Back to School: Only the Penitent Man Shall Pass

Back to School: Only the Penitent Man Shall Pass August 19, 2015

640px-Indianajones4Everything you need to know about education can be found in Indiana Jones and the Last Crusade. This is an overstatement, of course, but not much of one. Character will define the education you receive or give and character is the theme of the last Indy film: have it and you choose wisely and live, turn out to be a Nazi or a self-serving worm and die. You might survive a school bureaucracy as a totalitarian or a grifter, but you will never be educated or be an educator. You might not rise up the hierarchy through virtue, but you will please God and best serve your fellow humans.

Choose wisely.

At the very end of the film, Dr Jones faces three challenges if he wishes to reach the Holy Grail and the first states that “only the penitent man shall pass.” Those who fail the test (literally) lose their heads. Jones recognizes that the penitent man is humble and comes to the challenge kneeling before God. More teachers (and students) have lost their minds in education by failing to kneel before God and humble themselves than from any other challenge.

We cannot learn or teach if we do not come to the material with a humble heart. Even the simplest truth can be misunderstood, misapplied, or forgotten. The humble man knows that he has used “2+2=4” badly. As he teaches (or learns this truth for the first time), the penitent educator humbles himself before the truth and with the honor of teaching a soul created in the image of God. The student is thankful to get to learn and to face the hardwon wisdom of the teacher. Together they will pass kneeling or they will not pass at all.

In my field, we see a lack of humility when we preach and do not practice. Do I tell my students a liberal education is important and then fail to read new books, gain new intellectual skills, and create beauty in my own life? Do I teach Socratically, but live in the surety that all my opinions are true? If so, I am a hypocrite and my teaching will be ineffective. I have some truths I have learned, I believe, and I keep examining, but never should I be arrogant about this understanding. If my students should learn new things, truths uncomfortable to them, I should do the same.

As a student, do we demand our teacher be prepared and yet come to class unprepared. Do we wish to be treated as a learner with the teacher and come demanding all the “educating” be done by the teacher? If we come to class with those attitudes, we are a hypocrite.

The penitent educator will not trumpet his credentials and certainly not inflate his accomplishments. The true teacher will  like my Dad who uses his education, but does not flaunt it. We do not come to impress, but to serve. The good teachers I have do not tout awards from award-mills, name drop, or inflate their CV. They are known by their works and their works follow them. In the same way, good students do not play Eustace Scrubb ready to list their grades and accomplishments at any moment. Instead, teacher and student will focus on the project and learn together. I will pick my teachers based on character proved over time and my teachers will reward students for character and learning and not “test scores.”

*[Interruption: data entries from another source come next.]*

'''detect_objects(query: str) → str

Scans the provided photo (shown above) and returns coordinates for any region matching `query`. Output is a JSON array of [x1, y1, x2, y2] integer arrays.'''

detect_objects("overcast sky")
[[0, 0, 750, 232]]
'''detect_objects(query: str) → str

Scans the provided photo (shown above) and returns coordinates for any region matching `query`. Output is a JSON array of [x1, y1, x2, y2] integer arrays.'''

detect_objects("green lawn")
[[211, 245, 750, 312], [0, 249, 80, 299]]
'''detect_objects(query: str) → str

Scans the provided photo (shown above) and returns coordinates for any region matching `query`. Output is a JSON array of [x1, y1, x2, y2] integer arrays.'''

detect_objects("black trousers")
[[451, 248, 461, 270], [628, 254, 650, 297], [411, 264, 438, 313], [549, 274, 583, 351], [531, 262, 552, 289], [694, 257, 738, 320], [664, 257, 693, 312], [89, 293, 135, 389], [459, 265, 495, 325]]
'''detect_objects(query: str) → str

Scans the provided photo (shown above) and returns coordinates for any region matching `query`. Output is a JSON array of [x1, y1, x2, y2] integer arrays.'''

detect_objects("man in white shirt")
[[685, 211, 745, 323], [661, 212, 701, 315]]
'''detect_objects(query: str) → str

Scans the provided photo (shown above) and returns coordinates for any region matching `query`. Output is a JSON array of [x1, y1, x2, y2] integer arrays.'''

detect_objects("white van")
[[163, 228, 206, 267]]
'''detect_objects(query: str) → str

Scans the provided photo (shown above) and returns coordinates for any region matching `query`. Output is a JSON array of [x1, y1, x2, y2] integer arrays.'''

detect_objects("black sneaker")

In short, the humble teacher and student will be exalted and teacher and student who exalt themselves will be humbled. This is a hard challenge and nobody makes it, certainly not me. This is why we must bow before God and confess our sin, taking every chance to exalt others on the team, and build consensus. We become like Jesus in washing the feet of our co-workers, our teachers, and our students.

Jesus said it best:

“The scribes and the Pharisees sit on Moses’ seat, 3so do and observe whatever they tell you, but not the works they do. For they preach, but do not practice. 4They tie up heavy burdens, hard to bear,a and lay them on people’s shoulders, but they themselves are not willing to move them with their finger. 5They do all their deeds to be seen by others. For they make their phylacteries broad and their fringes long, 6and they love the place of honor at feasts and the best seats in the synagogues 7and greetings in the marketplaces and being called rabbi by others. 8But you are not to be called rabbi, for you have one teacher, and you are all brothers.c 9And call no man your father on earth, for you have one Father, who is in heaven. 10Neither be called instructors, for you have one instructor, the Christ. 11The greatest among you shall be your servant. 12Whoever exalts himself will be humbled, and whoever humbles himself will be exalted.

As I go to class may I kneel before God, my students, and my co-workers in humility and so keep my head this year. Only the penitent me will pass.